The reward for a crappy season is usually a crappy schedule, and yet the Giants somehow received a harder slate than any other team.
This reeks of conspiracy (and if the aforementioned Aaron Rodgers can float such theories, so can I). I mean, do we really know who designs NFL schedules? Who’s to say it’s not aliens who all happen to be bandwagon Eagles fans?
The Coaches
Speaking of aliens, I wouldn’t mind if they abducted certain personnel from this coaching staff, if only for a week or two. In the case of Brian Daboll, it might be for his own good, since he looked angry enough to give himself an aneurism on the sidelines last year.
Offensive coordinator Mike “Franz” Kafka returns as well, which is even more baffling than the schedule, since they’ve ranked 15th, 30th, and 31st in points scored since he took over. It’s gotten so bad I’m getting nostalgic for Jason “The Clapper” Garrett.
Still, it’s hard to get much worse than second-to-last, and with three somewhat viable options at quarterback, things should improve. Hopefully. Maybe.
The Take
On paper at least, the Giants have an improved QB room, a world-class pass rush, and some decent young fellas to build around. Furthermore, competition in their division is diminished, in my opinion. After all, the Eagles lost several defensive standouts in the offseason, the Commanders are ripe for regression, and the Cowboys are the Cowboys.
Yet this team has rewarded my faith with mediocrity far too often. Last year was an out-and-out dumpster fire, so a quick turnaround might be overly optimistic.
So I’ll strive for cautious optimism instead. Improvement, maybe. Maybe a .500 record. Maybe even a wild card playoff berth, why not?
Regardless of what happens tomorrow, I think the truest test comes in Week 2, when the Giants face the Cowboys in Dallas. If they win that game, I’ll believe. If they lose yet again, same old Giants.

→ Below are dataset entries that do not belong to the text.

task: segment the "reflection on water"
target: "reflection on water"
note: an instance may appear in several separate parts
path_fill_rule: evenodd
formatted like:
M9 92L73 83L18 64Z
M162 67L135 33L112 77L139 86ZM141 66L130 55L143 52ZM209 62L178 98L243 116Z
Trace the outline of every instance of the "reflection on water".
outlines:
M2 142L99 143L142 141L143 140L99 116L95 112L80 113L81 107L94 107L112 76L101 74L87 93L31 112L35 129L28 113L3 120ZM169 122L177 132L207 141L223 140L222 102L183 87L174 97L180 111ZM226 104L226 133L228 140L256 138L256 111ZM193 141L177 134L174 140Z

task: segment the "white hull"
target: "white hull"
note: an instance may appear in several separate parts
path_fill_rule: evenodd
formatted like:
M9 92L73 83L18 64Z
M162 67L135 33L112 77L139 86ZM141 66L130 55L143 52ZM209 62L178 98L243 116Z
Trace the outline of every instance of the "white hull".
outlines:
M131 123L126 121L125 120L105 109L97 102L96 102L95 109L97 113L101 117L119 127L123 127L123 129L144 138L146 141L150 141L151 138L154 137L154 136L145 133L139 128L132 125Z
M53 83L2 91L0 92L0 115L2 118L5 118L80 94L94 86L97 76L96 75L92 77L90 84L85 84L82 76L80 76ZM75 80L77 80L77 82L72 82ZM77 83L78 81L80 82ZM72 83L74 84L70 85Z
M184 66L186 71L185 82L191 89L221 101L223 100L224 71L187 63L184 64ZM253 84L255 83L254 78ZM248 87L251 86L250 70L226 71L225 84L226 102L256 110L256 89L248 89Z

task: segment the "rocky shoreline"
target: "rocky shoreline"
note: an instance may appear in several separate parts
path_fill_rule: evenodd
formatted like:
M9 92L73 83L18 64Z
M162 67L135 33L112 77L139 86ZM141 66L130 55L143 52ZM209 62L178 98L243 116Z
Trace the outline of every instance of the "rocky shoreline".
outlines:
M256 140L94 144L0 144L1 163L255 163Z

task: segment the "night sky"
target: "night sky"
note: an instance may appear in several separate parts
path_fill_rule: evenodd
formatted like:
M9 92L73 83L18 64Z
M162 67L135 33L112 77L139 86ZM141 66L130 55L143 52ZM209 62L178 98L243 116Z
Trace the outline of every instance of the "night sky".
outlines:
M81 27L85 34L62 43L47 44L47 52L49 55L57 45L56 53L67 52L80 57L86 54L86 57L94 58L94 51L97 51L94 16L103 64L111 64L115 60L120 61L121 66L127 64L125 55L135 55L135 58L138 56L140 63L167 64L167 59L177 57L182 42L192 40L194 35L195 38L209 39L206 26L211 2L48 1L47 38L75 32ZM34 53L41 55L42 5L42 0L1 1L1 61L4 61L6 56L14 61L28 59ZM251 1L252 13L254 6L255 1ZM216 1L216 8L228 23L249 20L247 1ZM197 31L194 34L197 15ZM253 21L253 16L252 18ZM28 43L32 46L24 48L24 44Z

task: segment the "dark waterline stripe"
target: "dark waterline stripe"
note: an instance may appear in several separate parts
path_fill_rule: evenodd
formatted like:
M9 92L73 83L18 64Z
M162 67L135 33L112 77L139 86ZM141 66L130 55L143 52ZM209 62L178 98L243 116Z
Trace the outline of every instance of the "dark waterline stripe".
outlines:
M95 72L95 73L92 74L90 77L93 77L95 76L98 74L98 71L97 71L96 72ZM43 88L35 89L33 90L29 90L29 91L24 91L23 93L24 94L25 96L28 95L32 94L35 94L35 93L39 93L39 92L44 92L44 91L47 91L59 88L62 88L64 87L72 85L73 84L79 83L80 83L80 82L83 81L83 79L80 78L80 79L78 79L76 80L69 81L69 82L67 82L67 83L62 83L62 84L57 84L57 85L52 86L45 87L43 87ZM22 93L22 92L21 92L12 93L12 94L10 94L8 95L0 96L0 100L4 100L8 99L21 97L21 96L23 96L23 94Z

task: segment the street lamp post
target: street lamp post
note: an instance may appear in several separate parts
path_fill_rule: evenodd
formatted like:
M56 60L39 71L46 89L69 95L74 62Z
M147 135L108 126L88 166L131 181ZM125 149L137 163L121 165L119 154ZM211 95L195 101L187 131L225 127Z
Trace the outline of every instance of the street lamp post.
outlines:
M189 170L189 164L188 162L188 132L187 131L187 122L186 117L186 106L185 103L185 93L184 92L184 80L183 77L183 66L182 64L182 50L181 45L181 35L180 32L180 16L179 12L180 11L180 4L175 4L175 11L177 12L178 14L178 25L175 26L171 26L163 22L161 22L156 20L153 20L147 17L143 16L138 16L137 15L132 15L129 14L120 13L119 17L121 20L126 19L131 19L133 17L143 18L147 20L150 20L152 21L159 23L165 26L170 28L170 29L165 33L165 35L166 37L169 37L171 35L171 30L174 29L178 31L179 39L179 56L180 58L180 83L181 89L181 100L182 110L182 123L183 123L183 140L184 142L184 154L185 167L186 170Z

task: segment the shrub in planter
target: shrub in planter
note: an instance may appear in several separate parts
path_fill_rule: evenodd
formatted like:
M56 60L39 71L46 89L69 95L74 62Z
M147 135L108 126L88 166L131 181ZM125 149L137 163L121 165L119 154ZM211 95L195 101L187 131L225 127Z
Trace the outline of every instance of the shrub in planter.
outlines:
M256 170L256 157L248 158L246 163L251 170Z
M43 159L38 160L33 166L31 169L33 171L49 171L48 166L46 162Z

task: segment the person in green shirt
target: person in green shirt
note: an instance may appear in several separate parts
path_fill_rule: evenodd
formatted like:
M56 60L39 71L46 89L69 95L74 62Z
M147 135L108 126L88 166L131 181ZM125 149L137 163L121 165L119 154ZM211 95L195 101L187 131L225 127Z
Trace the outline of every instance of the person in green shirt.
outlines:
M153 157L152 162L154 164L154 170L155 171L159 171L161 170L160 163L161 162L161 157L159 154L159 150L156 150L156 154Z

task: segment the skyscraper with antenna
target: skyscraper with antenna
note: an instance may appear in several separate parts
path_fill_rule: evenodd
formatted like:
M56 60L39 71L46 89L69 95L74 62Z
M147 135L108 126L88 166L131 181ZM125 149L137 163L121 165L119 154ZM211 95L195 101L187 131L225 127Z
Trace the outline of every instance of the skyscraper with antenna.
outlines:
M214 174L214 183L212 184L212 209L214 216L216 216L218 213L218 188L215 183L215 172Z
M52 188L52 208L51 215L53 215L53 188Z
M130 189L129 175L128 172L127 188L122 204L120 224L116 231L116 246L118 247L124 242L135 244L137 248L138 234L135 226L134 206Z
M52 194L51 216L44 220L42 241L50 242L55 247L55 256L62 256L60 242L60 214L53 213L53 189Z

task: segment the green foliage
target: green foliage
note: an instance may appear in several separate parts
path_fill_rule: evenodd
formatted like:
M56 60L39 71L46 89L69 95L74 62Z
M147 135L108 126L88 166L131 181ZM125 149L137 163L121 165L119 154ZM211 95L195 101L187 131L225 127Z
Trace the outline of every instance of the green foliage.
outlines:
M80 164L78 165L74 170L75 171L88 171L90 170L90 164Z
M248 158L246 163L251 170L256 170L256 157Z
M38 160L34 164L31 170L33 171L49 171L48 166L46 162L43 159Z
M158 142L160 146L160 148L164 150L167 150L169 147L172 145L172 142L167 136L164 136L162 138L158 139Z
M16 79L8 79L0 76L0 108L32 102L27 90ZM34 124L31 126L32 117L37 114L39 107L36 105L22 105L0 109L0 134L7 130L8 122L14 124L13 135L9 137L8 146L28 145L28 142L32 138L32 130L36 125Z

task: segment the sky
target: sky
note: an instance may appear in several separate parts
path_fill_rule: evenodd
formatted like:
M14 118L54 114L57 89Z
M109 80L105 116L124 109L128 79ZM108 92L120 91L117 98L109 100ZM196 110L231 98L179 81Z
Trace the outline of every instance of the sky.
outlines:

It all kicks off tomorrow at 1pm eastern as the Giants face the Commanders. I hope they give me hope, because right now, I’m like Fox Mulder. I just want to believe.
Kyle A. Massa is a comedy author of some sort living somewhere in upstate New York with his wife, their daughter, and three wild animals. His published works include eight books, along with several short stories, essays, and poems. When he’s not writing, he enjoys reading, running, and drinking cheap coffee.
I fear you are right about my Commanders. Expectations have risen sky-high, and we may be setting ourselves up for a fall. We’ll find out soon.
Well, we certainly found out! Good luck to your Commanders. They’re the only NFC East rival I can stomach—I despise the Cowboys and Eagles too much haha!
I share that hatred. Thanks for the good wishes!